Your first point makes me think that my experimental code does not need PRSS at all:

This is the code. Each party has its private secrete taken from a pandas dataframe. The Goal to add all the secrets over $M$ parties. The experiments running for different $M$ and $T$ measuring runtime together with the computation time and the sent bytes which are reported by MPyC by default.

async def addition(df):    
    st_add = time.time()
    secint = mpc.SecInt(32)
    await mpc.start()    
    # get the individual secret of party from the dataframe df
    my_int = int(df.iloc[mpc.pid]['Value to sum'])
    my_input = mpc.input(secint(my_int))
    total = sum(my_inpput)
    print('Total:', await mpc.output(total))
    await mpc.shutdown()    
    print('Execution time:',str(datetime.timedelta(seconds=round((time.time() - st_add)*1000)/1000))[:-3])

If I understand you correctly, this implementation does not use PRSS at all. Meaning that running it without the --no-prss does increase runtime but the individual private secrets are summed the same way with or without PRSS?

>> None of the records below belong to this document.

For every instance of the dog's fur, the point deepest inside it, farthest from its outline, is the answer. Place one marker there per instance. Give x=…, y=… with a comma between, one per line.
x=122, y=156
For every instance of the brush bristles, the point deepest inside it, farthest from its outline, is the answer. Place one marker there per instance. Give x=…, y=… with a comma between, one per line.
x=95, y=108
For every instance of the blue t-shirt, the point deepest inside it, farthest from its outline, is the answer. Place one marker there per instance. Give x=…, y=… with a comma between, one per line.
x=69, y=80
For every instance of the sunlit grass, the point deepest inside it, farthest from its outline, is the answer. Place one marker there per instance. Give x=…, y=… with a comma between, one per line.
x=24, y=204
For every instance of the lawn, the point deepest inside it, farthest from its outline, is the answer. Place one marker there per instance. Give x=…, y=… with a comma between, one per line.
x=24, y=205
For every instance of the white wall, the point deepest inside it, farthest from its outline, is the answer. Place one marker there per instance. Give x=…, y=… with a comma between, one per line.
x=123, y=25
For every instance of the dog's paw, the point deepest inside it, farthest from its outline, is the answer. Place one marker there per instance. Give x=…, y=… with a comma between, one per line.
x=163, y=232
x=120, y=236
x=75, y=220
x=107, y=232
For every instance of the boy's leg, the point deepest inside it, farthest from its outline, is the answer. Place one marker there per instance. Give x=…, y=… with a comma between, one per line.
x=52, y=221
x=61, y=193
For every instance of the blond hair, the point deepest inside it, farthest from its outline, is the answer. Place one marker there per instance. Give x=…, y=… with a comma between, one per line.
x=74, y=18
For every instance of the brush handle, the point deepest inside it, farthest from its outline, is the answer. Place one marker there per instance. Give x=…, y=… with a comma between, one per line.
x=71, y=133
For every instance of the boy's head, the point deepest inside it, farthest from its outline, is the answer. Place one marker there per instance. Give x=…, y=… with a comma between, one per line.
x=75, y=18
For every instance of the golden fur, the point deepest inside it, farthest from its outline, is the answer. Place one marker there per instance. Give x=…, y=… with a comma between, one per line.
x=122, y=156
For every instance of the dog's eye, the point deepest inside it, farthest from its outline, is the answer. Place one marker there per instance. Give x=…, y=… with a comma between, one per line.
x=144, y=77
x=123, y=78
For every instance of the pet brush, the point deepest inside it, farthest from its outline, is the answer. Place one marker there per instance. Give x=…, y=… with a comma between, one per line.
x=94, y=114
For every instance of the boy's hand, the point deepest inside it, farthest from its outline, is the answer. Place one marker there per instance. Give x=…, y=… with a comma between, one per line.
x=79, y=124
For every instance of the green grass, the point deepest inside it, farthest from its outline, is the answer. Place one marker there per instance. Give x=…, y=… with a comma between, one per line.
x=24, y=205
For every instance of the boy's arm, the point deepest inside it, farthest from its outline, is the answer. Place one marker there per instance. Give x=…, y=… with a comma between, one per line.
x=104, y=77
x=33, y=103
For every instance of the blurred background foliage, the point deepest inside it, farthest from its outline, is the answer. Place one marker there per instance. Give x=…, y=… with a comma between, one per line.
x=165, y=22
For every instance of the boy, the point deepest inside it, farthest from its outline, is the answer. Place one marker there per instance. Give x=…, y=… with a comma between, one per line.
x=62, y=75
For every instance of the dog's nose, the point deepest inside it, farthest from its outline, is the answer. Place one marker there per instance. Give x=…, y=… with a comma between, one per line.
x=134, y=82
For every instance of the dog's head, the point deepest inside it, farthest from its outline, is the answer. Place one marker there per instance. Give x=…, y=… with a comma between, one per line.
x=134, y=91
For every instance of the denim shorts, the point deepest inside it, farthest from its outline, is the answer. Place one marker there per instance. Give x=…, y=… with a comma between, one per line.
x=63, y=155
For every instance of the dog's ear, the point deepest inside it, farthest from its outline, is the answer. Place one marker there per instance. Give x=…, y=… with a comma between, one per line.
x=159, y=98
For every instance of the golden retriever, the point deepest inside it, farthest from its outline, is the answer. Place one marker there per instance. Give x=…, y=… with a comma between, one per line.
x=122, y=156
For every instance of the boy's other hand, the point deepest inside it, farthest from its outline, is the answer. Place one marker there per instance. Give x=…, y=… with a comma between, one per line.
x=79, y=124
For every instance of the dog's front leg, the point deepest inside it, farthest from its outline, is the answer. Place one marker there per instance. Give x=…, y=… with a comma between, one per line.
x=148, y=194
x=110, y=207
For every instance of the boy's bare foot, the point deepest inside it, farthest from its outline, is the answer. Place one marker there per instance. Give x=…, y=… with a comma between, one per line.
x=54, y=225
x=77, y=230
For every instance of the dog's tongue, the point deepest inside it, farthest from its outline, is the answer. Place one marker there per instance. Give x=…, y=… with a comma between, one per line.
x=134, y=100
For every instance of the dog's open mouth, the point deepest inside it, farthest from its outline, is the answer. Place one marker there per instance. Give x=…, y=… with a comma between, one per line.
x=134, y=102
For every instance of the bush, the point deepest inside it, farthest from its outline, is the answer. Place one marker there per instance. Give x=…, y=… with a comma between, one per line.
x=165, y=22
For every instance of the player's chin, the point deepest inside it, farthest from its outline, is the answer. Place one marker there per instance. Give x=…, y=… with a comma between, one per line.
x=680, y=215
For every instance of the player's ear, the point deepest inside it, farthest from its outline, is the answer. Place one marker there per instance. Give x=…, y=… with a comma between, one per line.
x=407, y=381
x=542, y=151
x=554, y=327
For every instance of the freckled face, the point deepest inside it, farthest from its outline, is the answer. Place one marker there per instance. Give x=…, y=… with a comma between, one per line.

Too, because the PRSS keys are not distributed between parties, the bytes sent reported from MPyC are equal with and without PRSS?

lschoe commented 1 year ago

Right, this program does not use PRSS as mpc.input() and mpc.output() perform standard Shamir secret sharing. The PRSS keys that are exchanged by default are not counted towards the total bytes_sent as these do not depend on the computation proper.

RetoKrummenacher commented 1 year ago

Ok. Then I will run the experiments without PRSS. Many thanks for your patience and the detailed answers.